The Church stands but a short distance away from the hall to the westward. Although utterly debased as regards its architecture, it is not altogether devoid of interest. Domesday book tells of a church at Colwick even as early as 1086, but not a vestige of any work earlier than the Tudor period is now visible. This is the more to be regretted, seeing that the dedication is in honour of St. John the Baptist; for the mediaeval freemasons would surely have striven to make the building worthy of their patron saint. Even now, in its debased state, mason-marks are conspicuously displayed upon the 17th century tower; two triangles conjoined; three triangles around a triangle; and four squares around a square.

The oldest part of the present fabric is the spacious nave, which was built in the 16th century. There are no aisles, and the north and the south walls are alike, save that the doorway on the north side is now built up. The tall three-light transom windows, and the doorways, have straight-sided arches, with a small curve at the springing, such as are frequently met with in the domestic buildings of the Tudors. Sir John Byron of Colwick, acquired the site of the Priory of Newstead, at the Dissolution of Monasteries in 1540. Why he should have set out to rebuild Colwick Church during the troubled period which followed, is not clear, for church building was quiescent during the latter part of the reign of Henry VIII. This nave, therefore, exhibits a specimen of architecture which is exceptional, and I do not think the county contains another example of ecclesiastical work of that period. But what is more remarkable still, is the fact that a chantry altar was actually set up and consecrated within this church some years after chantries had been suppressed ; the particulars of this are set forth in the paper on the monuments.

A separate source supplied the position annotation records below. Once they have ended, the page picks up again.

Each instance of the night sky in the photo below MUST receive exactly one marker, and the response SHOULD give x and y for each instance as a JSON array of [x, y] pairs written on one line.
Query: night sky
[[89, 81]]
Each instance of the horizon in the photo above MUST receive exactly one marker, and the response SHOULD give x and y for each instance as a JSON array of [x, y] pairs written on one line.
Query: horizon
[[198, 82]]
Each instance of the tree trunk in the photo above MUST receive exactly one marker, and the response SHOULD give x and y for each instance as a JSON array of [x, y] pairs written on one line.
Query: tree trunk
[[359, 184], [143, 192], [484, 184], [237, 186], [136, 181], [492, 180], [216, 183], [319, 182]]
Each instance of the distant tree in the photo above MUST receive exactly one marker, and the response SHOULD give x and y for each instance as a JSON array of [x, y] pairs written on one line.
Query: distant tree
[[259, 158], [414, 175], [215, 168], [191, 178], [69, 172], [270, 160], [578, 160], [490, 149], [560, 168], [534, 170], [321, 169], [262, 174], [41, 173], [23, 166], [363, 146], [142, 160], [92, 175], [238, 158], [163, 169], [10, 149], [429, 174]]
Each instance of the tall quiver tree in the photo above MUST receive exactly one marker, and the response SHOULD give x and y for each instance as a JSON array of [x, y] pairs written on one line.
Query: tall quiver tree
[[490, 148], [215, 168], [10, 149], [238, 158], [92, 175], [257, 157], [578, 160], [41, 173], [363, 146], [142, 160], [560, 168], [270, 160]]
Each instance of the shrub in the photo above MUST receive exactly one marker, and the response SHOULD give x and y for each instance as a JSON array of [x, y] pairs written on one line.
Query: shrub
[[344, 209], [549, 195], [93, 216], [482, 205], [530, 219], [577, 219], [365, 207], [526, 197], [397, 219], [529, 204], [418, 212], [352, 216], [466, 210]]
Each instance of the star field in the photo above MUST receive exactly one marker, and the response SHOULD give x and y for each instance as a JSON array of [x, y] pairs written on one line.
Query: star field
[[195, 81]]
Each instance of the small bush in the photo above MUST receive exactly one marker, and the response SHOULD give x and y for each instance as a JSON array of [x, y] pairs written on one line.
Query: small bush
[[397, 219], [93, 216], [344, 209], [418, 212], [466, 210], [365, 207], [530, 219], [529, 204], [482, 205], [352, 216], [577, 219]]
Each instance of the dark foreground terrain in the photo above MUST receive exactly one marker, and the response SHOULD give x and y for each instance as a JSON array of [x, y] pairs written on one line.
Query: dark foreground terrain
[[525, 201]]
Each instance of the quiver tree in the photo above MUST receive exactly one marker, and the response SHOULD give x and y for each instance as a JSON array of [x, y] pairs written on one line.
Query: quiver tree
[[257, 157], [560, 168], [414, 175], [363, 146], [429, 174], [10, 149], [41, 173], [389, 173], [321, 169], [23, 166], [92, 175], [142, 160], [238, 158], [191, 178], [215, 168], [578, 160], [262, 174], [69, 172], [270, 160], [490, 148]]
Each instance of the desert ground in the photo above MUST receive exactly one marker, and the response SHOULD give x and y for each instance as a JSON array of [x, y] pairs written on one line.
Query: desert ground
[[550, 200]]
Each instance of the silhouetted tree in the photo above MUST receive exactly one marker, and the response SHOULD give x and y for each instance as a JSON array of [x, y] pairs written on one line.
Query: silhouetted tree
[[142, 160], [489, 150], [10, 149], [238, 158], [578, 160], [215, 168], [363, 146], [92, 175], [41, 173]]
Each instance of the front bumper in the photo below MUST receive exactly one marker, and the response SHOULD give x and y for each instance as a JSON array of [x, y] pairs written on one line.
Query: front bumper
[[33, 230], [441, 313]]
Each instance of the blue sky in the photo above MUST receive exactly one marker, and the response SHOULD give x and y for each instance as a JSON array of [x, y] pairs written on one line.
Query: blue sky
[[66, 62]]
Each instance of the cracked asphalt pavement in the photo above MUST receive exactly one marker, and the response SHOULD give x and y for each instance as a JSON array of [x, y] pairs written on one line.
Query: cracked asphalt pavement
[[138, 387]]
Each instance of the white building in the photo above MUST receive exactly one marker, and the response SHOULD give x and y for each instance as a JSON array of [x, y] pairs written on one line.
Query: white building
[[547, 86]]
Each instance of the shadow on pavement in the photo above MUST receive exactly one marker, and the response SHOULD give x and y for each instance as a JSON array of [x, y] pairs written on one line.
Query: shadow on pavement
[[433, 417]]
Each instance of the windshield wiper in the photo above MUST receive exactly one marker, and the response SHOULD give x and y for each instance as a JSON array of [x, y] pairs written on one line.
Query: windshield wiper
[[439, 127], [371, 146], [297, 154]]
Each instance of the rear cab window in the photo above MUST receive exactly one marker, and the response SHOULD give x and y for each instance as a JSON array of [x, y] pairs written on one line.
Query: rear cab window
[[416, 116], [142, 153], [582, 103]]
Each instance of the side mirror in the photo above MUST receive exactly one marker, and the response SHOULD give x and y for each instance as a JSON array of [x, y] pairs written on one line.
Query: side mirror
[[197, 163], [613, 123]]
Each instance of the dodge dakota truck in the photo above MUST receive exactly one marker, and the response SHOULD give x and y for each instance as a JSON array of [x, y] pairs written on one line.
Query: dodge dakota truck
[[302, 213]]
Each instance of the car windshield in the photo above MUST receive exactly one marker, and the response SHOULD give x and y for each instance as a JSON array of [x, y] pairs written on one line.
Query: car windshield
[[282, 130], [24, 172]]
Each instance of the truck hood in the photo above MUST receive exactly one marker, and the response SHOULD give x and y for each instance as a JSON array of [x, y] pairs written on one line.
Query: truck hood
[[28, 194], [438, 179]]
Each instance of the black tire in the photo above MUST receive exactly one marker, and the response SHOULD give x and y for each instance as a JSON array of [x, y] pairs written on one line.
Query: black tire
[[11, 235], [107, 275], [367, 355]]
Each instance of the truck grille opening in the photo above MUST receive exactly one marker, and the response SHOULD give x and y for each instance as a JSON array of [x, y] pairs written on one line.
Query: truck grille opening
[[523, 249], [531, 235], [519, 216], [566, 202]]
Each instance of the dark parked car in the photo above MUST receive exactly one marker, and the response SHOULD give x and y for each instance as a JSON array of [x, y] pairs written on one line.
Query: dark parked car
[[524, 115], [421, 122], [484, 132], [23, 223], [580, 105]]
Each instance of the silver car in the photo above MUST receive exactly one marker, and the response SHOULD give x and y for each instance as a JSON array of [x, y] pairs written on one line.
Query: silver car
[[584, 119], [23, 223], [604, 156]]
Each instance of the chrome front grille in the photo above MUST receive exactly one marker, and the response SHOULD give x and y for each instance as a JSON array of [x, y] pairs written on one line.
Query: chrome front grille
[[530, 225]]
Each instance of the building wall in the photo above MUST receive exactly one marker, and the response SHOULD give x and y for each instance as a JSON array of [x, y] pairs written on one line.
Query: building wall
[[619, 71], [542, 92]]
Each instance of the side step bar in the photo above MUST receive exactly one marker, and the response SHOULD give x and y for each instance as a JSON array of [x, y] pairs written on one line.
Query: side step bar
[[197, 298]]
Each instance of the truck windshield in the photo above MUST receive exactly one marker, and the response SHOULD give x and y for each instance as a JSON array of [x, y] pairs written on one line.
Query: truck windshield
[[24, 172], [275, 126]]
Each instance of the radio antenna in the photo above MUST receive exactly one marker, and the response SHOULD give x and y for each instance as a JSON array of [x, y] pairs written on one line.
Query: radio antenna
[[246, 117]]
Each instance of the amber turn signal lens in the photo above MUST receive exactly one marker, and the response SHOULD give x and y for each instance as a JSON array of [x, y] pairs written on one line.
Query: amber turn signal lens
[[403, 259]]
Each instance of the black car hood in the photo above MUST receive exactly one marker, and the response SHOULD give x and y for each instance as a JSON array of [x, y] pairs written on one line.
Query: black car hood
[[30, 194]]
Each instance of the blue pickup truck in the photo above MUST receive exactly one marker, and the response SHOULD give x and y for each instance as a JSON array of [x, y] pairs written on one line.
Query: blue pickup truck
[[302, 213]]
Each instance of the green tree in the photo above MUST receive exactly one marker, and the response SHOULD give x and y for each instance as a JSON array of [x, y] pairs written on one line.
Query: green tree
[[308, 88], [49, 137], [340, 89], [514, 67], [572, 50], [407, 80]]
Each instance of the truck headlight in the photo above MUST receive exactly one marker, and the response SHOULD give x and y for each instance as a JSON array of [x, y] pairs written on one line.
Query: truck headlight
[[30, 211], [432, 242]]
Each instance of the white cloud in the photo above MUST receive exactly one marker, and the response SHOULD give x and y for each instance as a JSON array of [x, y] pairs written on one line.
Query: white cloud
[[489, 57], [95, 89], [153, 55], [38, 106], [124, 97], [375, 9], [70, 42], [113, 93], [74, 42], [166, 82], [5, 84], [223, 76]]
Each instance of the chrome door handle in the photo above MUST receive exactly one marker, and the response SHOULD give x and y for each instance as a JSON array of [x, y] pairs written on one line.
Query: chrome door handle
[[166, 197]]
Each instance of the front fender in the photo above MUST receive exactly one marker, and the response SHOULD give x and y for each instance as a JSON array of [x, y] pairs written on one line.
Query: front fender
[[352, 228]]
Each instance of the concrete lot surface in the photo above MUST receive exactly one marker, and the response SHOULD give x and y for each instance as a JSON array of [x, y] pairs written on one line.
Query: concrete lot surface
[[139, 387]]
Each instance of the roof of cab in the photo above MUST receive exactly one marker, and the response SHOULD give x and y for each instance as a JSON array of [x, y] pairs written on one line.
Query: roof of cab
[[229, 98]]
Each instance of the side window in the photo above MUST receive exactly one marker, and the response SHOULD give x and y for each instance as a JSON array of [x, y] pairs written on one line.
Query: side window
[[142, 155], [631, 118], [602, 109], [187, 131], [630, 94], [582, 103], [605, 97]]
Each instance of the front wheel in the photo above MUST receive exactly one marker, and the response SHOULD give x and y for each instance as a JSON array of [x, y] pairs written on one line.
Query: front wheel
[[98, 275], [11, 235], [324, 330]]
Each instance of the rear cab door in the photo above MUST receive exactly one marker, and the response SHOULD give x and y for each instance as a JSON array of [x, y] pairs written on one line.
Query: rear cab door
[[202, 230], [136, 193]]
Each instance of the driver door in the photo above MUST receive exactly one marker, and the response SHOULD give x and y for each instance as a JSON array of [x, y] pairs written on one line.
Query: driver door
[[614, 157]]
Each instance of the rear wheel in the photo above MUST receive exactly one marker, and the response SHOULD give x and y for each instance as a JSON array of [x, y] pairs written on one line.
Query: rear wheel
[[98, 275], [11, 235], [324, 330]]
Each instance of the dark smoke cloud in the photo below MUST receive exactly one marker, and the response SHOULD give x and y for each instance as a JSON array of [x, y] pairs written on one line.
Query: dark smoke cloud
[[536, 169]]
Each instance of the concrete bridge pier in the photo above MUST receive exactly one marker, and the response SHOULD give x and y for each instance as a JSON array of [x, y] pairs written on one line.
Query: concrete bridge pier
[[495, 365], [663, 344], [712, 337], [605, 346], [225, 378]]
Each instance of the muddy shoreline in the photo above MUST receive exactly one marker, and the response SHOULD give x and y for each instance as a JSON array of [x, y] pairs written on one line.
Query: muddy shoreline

Colwick church—Dado panelling.
Colwick church—Dado panelling.Colwick church—Dado panelling.

In 1643, the Byrons removed to Newstead, and shortly afterwards the Colwick estates came into the possession of Sir John Musters, who “repaired the church at great expense, and new built the chancell and steeple.” In 1661, as a memorial of the Restoration of the Monarchy, the oak panelling was taken from the dining-room of the old hall, and made up into a dado and seating for the body of the church. The dado consists of two tiers of moulded raise-mitred panels, with a laid-panel above. There are thirty-two of these laid-panels in all, and each one is carved in low relief with Renaissance ornament, consisting of masks and scrollwork. Similar panelling, carved with the “linen-fold”  pattern was used for the choir seats.

In 1684, the western tower and the chancel were rebuilt, and battlements were added to the nave, when the church assumed its present outward appearance, save that a vestry and organ chamber have been built on the north side in recent years. The tower, now used as a vestry, is bald and ugly, and the chancel would be uninteresting, were it not for the monuments which it contains. These can be seen but imperfectly in the dim light, which filters through the painted glass of the pseudo-gothic windows. Just about a 100 years ago, the east window was painted by that accomplished lady, Mrs. Sophia Musters, whose monument is on the south side of the altar. The figure subjects were copied from a window in the chapel of New College, Oxford, painted by Sir Joshua Reynolds, and they do the lady much credit.

There is a deep gallery across the west end of the church, and beneath it, a Carolean font.

(1) From Mrs. Gilbert’s Recollections of old Nottingham.